MASO (Multi-Agent Security Operations) Control Domain: Document Extraction Integrity¶

Part of the MASO Framework · Control Specifications Covers: LLM04 (Data/Model Poisoning) · LLM09 (Misinformation) · ASI04 (Resource Overload via input) · ASI06 (Memory & Context Poisoning) Also covers: EP-03 (Hallucination Amplification) · EP-06 (Uncertainty Stripping) · DR-03 (Derived Data Elevation)

Principle¶

Extracted data is not observed data. When an agent performs OCR, PDF parsing, form extraction, or any transformation from a document into structured fields, the output is a probabilistic reading of a source artefact. Downstream agents must not treat that reading as ground truth. Confidence must be measured per field, classified by downstream impact, cross-referenced against authoritative systems for critical fields, and preserved through every subsequent handoff. Agents must not act on uncertain extracted data as though it were verified fact.

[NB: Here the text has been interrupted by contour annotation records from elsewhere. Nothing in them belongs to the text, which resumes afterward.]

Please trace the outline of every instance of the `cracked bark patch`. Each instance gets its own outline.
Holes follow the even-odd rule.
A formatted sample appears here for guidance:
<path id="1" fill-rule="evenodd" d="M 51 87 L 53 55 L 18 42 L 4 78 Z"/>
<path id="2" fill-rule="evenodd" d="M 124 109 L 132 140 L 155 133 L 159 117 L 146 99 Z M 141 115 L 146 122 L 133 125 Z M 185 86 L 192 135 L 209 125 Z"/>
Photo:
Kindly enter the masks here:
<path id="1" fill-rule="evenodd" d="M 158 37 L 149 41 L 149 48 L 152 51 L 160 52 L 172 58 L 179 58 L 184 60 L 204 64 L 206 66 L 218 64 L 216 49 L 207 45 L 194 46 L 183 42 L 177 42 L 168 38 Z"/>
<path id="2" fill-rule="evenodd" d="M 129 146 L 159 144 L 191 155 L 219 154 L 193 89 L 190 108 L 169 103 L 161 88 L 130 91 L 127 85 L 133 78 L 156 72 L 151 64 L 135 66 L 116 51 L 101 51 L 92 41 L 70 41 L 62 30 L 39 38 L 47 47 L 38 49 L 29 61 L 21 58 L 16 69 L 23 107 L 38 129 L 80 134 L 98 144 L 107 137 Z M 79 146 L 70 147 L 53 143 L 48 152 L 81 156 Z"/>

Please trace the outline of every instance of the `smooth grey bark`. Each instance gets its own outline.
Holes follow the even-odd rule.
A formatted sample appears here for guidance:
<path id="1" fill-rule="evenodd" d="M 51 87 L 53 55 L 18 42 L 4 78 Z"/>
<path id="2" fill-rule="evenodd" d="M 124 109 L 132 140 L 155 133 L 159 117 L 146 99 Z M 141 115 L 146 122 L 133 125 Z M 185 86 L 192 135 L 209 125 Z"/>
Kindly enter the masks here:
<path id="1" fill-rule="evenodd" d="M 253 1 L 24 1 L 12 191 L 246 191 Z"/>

In regulated financial services, misextraction of a single identity field creates direct regulatory exposure: KYC and FICA failures, sanctions screening against the wrong person, misdirected payments, and POPIA breaches from records linked to the wrong individual. Extraction is a trust boundary, not a utility function.

Why This Matters in Multi-Agent Systems¶

Extraction output becomes authoritative by default. Once a value enters the message bus as a field (id_number: "8001015009087"), downstream agents have no way to distinguish it from a value read out of a core banking system. The field looks the same. Without explicit confidence metadata, uncertainty is silently dropped at the first handoff, and every subsequent agent treats the value as verified.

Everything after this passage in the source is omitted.